We welcome the ongoing interest in our work1 and the opportunity to address2 concerns with respect to: (i) controlling for sex/ethnicity; (ii) DNA extraction and (iii) telomere length (TL) measurement methodology.

  1. (i)

    It is well known that sex and ethnicity can affect TL, and both were considered in the analyses and discussed with the reviewers. They were not included in the manuscript for reasons of brevity but we are happy to present them now: including sex in the model does not change the association between prenatal maternal stress and newborn TL (sex: ß = −.15, p = .009; maternal perceived stress: ß = −.13, p = .02).

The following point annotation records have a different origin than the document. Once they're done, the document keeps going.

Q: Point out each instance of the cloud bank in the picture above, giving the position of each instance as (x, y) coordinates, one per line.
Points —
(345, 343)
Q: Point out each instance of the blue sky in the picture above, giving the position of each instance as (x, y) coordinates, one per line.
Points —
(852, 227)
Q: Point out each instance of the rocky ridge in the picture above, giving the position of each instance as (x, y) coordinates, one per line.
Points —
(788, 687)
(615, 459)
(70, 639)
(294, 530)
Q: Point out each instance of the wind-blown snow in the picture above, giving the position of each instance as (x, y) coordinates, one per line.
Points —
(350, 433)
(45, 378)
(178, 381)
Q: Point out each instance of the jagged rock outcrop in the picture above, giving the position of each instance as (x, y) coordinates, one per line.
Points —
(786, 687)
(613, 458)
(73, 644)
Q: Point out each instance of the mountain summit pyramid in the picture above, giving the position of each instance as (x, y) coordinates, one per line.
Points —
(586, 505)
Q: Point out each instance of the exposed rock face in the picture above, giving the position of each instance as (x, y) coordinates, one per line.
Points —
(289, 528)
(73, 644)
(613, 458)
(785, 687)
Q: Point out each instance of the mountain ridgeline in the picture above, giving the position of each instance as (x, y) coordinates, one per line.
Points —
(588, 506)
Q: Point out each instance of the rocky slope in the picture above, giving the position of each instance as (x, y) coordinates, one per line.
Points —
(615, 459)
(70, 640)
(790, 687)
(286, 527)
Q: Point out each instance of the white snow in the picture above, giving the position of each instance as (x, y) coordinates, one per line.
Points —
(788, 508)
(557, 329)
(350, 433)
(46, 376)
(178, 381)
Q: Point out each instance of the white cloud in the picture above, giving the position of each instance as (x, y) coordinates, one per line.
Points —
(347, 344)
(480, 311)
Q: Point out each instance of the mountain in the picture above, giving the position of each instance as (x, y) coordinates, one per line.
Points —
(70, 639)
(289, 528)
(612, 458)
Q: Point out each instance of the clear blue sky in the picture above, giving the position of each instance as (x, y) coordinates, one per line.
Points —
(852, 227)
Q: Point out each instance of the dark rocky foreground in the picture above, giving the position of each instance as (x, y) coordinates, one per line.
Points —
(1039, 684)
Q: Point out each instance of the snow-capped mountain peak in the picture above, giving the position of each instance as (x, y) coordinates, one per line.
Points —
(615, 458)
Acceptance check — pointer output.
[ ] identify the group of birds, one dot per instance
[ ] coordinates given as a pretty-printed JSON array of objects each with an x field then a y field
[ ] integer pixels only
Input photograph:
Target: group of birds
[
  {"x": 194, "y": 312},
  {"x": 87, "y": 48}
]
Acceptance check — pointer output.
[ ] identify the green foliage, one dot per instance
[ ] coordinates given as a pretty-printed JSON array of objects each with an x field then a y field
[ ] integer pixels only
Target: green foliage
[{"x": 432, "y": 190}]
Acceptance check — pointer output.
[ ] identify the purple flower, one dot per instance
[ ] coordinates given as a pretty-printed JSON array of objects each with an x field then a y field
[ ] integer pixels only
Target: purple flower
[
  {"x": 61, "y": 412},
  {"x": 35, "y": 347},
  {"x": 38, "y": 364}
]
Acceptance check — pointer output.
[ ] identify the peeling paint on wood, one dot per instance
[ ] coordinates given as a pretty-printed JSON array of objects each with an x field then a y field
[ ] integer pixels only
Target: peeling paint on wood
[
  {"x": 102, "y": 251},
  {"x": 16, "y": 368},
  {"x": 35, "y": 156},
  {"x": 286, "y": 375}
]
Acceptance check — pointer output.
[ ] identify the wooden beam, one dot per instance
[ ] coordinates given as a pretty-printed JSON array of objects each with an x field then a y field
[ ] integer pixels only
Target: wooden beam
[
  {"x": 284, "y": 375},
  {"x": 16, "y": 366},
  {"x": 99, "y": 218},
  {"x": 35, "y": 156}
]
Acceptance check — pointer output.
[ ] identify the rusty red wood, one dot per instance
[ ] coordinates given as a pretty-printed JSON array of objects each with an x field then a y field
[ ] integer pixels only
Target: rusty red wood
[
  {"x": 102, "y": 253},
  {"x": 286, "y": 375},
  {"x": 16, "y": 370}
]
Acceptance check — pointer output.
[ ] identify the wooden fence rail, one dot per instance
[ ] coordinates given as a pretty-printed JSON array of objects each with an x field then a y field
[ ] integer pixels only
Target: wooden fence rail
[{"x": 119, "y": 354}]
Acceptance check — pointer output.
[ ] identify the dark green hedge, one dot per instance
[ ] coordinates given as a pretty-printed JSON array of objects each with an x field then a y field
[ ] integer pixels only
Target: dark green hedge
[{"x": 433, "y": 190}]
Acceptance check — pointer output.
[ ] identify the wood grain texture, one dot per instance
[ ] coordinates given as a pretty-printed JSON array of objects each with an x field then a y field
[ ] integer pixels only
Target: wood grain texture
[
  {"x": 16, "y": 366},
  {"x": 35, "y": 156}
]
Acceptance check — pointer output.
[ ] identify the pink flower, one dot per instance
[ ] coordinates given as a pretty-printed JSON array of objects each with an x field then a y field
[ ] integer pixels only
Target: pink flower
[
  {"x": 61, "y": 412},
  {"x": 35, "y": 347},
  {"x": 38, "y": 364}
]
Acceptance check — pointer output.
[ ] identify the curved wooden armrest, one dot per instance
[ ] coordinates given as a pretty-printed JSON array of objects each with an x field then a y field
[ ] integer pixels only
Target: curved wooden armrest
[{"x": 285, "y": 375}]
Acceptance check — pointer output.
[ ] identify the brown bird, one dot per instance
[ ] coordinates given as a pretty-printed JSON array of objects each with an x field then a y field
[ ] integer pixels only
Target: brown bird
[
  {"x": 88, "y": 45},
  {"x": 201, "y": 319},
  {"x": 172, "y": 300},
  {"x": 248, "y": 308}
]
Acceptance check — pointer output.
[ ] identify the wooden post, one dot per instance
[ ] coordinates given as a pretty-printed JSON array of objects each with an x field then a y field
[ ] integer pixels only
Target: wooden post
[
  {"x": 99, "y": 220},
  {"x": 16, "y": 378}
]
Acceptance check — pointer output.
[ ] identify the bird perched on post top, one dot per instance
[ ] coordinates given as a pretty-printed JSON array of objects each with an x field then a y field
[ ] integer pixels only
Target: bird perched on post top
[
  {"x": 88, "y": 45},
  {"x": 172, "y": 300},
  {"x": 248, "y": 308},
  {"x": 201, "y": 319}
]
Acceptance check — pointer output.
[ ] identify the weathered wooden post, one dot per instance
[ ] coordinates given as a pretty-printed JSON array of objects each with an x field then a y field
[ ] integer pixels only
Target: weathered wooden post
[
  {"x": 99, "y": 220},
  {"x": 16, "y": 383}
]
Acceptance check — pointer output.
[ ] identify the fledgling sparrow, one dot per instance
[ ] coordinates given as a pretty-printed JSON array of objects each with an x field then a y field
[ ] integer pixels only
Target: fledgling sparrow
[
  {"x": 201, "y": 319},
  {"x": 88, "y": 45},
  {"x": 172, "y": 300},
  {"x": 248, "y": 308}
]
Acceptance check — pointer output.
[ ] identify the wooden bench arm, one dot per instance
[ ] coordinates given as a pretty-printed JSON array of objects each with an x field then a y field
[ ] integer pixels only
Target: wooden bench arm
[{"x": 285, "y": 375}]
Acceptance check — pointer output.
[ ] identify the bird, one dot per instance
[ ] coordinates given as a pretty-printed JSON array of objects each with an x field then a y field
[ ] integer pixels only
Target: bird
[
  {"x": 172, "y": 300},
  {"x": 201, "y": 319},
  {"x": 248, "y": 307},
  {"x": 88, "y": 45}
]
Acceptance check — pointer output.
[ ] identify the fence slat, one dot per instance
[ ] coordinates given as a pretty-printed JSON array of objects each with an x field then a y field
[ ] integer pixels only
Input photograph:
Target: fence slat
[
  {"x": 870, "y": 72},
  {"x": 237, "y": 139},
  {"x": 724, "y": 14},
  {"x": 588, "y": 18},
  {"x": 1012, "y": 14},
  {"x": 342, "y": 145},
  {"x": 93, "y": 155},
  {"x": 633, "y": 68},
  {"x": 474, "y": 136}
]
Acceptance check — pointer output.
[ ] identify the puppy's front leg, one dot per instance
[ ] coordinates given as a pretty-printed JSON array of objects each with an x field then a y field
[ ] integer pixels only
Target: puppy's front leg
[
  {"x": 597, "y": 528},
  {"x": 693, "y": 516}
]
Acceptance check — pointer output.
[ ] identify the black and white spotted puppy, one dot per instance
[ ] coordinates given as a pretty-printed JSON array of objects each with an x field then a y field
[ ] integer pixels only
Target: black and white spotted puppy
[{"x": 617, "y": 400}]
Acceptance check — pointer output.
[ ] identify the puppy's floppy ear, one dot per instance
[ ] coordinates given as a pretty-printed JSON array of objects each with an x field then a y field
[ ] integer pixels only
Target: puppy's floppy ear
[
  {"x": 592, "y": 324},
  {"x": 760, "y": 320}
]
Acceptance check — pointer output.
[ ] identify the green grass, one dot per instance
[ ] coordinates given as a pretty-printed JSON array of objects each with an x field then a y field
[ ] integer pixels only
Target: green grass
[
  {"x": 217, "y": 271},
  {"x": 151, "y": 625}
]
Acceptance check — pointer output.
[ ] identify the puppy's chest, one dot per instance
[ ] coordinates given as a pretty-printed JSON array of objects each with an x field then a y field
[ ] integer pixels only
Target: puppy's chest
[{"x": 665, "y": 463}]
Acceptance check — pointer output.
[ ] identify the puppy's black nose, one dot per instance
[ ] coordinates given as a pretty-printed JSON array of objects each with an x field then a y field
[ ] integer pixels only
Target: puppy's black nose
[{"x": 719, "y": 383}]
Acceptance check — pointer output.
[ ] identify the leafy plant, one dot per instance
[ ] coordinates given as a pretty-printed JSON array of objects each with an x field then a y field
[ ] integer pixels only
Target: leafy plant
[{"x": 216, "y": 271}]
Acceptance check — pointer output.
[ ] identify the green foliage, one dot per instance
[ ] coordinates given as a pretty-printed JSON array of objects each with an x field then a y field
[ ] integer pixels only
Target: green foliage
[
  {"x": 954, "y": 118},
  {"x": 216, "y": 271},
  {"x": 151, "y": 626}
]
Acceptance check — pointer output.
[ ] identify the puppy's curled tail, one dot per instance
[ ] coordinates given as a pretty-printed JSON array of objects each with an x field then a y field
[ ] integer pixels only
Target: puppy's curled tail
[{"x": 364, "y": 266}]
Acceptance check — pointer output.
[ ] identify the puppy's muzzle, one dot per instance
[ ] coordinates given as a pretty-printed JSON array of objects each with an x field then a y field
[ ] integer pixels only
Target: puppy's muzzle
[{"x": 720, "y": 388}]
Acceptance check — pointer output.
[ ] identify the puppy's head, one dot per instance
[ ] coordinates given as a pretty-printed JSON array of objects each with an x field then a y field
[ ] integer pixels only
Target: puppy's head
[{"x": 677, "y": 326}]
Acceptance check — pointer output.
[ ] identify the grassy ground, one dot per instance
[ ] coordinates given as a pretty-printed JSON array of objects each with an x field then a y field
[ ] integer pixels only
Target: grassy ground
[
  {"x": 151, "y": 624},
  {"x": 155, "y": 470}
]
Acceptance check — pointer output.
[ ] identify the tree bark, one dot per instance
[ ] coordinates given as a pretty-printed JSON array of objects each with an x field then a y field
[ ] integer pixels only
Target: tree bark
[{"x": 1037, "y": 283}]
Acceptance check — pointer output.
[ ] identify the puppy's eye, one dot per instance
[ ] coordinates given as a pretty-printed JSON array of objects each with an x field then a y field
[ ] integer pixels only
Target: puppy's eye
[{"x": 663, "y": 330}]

Analyses in individuals with Caucasian parents yields results comparable to those obtained for the total sample for newborns (ß = −.18, p = .003, n = 273; total sample ß = −.14, p = .015) and for mothers (ß = −.10, p = .096, n = 274; total sample ß = −.11, p = .055). Thus the reported associations are not confounded by sex or ethnicity.

  2. (ii)

    As explicitly stated in the manuscript, Qiagen kits rather than the standard Chemagen method were used for 14 samples due to a low volume of cord blood. The t-test for independent samples was used to determine differences in mean TL resulting from the different extraction methods (t(13.38) = 2.45, p = .029). This was statistically controlled for in the analyses.

  3. (iii)

    Contrary to the statement of Esteves et al., quality thresholds for the measurements were presented: one concerning cycle difference between technical duplicates for T and S, and one concerning the linear range of the assay. Our coefficient of variation (CV) was at the lower end of the range reported by other laboratories, and is comparable to that reported in our previous large scale studies.3 As outlined in our paper, it is not possible to report an inter-run CV for all samples, as only 128 samples were measured on two occasions. Absolute quantification is not performed against a standard curve. The Rotor-Gene Q comparative quantification software is used to quantify T and S levels relative to K562. Amplification efficiency is calculated and used in the quantification rather than assuming 100% efficiency. Therefore, any minor differences in efficiency between runs are already corrected for within our measurement values. While we minimise the effect of technical variation between batches as much as possible (single reagent batches, consistent equipment and assay QC) our analysis revealed a small batch effect. Repeating the analyses without accounting for batch effects did not change the association between prenatal maternal stress and children’s TL (ß = −.13, p = .027 compared to ß = −.14, p = .015 as reported) as well as between maternal lifetime psychiatric disorder and maternal TL (ß = −.12, p = .028 compared to ß = −.11, p = .055 as reported) indicating that batch effects are of marginal importance.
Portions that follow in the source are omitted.